New research has revealed insights into the cargo and crew of the 18th century Dutch East India Company (VOC) ship the Rooswijk, wrecked off the Kent coast. Maritime archaeologists are diving the site, continuing the excavations started last summer, with the aim of revealing more of the Rooswijk's story.
The Rooswijk sank on the treacherous Goodwin Sands in January 1740 with all 237 crew lost. Thousands of vessels are known to have been wrecked in this area, dubbed 'the great ship swallower'.
As a protected wreck site the Rooswijk's remains are owned by the Dutch Government, and managed by Historic England on behalf of the Department for Digital, Culture, Media and Sport. The #Rooswijk1740 project is led by the Cultural Heritage Agency of the Netherlands, in collaboration with Historic England and contractor MSDS Marine.
Crew members identified
Researchers in the Netherlands have been able to postively identify and name 19 of the 237 members of the Rooswijk's crew from documents held in Amsterdam archives. Until now it was only clear that the Rooswijk was under the authority of skipper Daniël Ronzieres, as all other records of the crew and passengers were lost in the shipwreck. Two tibia (leg bones) from two individuals have been recovered from the wreck and there is potential for more human remains to be found.
Dutch genealogists carried out new archive-based research and have been able to identify several more crew members for the first time, and a little more about their lives before tragedy struck. Those identified include a senior surgeon who travelled to the East and back several times (Gerrit Hendrik Huffelman), a 19-year-old on his first VOC voyage (Thomas Huijdekoper) and a sailor who had previously survived a shipwreck (The Westerwijk) at the Cape of Good Hope (Pieter Calmer). We know that the men on board the Rooswijk were born in the Netherlands as well as some coming from German, Swedish and Norwegian background
Crew members of the Rooswijk have been identified thanks to transport letters in the Amsterdam City Archives. Transport letters authorised someone to collect a part of a crew member's salary from the VOC. It is known that VOC personnel used these letters because of a lack of cash or credit - they used them to pay for accommodation, buy supplies for the trip to Asia or exchange them for cash.
Other indivduals were found because they visited a civil-law notary before setting sail, for example to draft a will. These deeds contain the name of the ship on which the voyage was to take place, linking person and place.
Coins tell a tale of smuggling
The Rooswijk set off on its last journey, from the Netherlands to Batavia (modern-day Jakarta), with a lot of silver on board - all of it destined for trade in Asia. The precious metal was in high demand and was exchanged for asian spices and porcelain. The value of the Rooswijk's known cargo is thought to have been more than 300,000 guilders.
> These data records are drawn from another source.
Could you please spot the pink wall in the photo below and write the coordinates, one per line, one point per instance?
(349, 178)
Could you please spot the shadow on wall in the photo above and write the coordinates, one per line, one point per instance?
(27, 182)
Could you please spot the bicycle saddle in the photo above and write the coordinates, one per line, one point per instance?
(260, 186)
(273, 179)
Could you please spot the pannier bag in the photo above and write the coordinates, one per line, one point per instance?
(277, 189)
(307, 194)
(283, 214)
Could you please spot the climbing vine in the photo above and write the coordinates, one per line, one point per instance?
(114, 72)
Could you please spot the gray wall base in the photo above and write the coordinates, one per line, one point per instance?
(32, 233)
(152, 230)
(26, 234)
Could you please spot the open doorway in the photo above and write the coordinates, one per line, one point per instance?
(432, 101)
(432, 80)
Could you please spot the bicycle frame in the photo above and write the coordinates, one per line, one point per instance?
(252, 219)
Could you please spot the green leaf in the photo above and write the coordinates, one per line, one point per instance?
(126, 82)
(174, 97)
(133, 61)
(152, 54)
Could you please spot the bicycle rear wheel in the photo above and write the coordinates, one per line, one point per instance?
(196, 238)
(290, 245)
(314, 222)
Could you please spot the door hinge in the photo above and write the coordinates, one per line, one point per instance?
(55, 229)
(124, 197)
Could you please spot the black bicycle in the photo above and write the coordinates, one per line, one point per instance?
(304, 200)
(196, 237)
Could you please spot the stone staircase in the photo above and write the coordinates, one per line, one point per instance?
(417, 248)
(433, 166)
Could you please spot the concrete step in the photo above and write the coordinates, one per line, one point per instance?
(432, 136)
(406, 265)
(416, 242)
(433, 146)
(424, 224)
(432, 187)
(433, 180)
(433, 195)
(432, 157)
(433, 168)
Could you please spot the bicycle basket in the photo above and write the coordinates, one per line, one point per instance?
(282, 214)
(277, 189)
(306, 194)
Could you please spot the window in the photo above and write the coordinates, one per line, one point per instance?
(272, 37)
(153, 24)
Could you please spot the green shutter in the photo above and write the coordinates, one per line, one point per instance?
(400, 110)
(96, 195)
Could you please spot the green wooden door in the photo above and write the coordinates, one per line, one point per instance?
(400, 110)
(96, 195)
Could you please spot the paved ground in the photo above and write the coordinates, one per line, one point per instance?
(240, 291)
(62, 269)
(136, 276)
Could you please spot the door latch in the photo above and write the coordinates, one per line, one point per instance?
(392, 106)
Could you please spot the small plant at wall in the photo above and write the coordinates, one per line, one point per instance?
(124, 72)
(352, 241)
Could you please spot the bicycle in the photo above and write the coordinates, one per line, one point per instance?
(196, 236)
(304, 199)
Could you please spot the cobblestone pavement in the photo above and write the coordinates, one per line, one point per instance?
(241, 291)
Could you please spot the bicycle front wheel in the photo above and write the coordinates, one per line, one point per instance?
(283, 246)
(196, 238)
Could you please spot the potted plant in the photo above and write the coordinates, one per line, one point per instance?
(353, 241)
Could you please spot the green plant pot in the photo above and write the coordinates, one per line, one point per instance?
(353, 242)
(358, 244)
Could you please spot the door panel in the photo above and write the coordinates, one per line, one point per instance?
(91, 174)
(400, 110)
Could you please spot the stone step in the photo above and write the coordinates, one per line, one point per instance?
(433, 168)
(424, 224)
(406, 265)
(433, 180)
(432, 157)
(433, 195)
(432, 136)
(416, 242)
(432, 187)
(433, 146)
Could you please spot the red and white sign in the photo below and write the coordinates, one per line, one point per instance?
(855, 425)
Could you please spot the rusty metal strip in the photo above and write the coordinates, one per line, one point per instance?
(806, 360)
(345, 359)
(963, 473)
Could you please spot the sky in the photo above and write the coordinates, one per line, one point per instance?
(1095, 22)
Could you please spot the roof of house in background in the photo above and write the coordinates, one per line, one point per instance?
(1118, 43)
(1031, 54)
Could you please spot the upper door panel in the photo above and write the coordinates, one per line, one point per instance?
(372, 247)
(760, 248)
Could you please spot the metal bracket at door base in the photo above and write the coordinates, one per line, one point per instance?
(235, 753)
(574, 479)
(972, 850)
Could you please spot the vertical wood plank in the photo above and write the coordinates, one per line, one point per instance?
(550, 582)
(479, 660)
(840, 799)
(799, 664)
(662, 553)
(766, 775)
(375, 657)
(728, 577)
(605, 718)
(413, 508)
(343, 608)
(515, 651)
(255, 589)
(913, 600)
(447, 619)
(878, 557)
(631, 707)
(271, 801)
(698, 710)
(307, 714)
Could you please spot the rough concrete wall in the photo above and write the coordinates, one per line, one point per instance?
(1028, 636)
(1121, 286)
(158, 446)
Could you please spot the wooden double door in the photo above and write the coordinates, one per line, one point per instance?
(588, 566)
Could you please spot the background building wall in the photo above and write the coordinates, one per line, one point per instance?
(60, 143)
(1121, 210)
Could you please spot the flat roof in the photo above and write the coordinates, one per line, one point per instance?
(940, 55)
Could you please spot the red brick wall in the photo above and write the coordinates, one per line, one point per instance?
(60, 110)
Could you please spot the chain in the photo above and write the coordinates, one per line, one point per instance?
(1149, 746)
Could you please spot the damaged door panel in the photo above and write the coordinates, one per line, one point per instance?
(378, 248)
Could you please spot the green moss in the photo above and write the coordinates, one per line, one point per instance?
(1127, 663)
The cargo was in the form of silver ingots and 'pieces of eight' - Mexican reals - these were minted to a recognised standard weight, making them perfect for international trade
However, archaeologists have uncovered lots of other, older coins at the wreck site including ducatons from the Republic and the Southern Netherlands (now Belgium) that were not part of the sanctioned cargo. This suggests that the Rooswijk's passengers and crew were carrying extra silver to trade illegally.
Other coins found during the dives Several have small holes deliberately made in them, an indication that the crew sewed them into their clothes to smuggle to the Dutch East Indies. Concealing the coins in this way also kept them safely hidden from others on board. At this time we know that people were smuggling silver in their shoes and belts, such was the demand overseas.
Smuggling silver was officially prohibited by the Dutch East India Company (VOC) although it seems to have been common practice by many VOC personnel. It's thought that by the time the Rooswijk went down, up to half of the money being transported on these ships was illegal. It has been estimated that a total of 20 to 40 million ducatons were illegally shipped to Asia in the 17th and 18th centuries.
Martijn Manders, project leader of #Rooswijk1740, said: "The Rooswijk is special because it tells us about ordinary people of that time, but also about entrepreneurship, and (trade) relationships that ensured connections between cultures all over the world. We consider this to be shared cultural heritage. We therefore work closely with our counterpart Historic England.
"Our British colleagues are now mainly working on the conservation of the finds in Portsmouth, which is a very important part of the project. The finds help us tell the story of the people on board, we can relate specific personal objects to what they did in general: how they lived, what the circumstances were on board of the ship."
Duncan Wilson, Chief Executive of Historic England, said: "It's extraordinary that after more than 270 years we now know the names of some of the people who may have lost their lives with the Rooswijk. Sea-faring was a dangerous way of life and this really brings it home. The revelation that the Rooswijk was used to smuggle silver adds to our understanding of global trade at this time - we shall have to wait and see what else we might discover from this site in the coming months."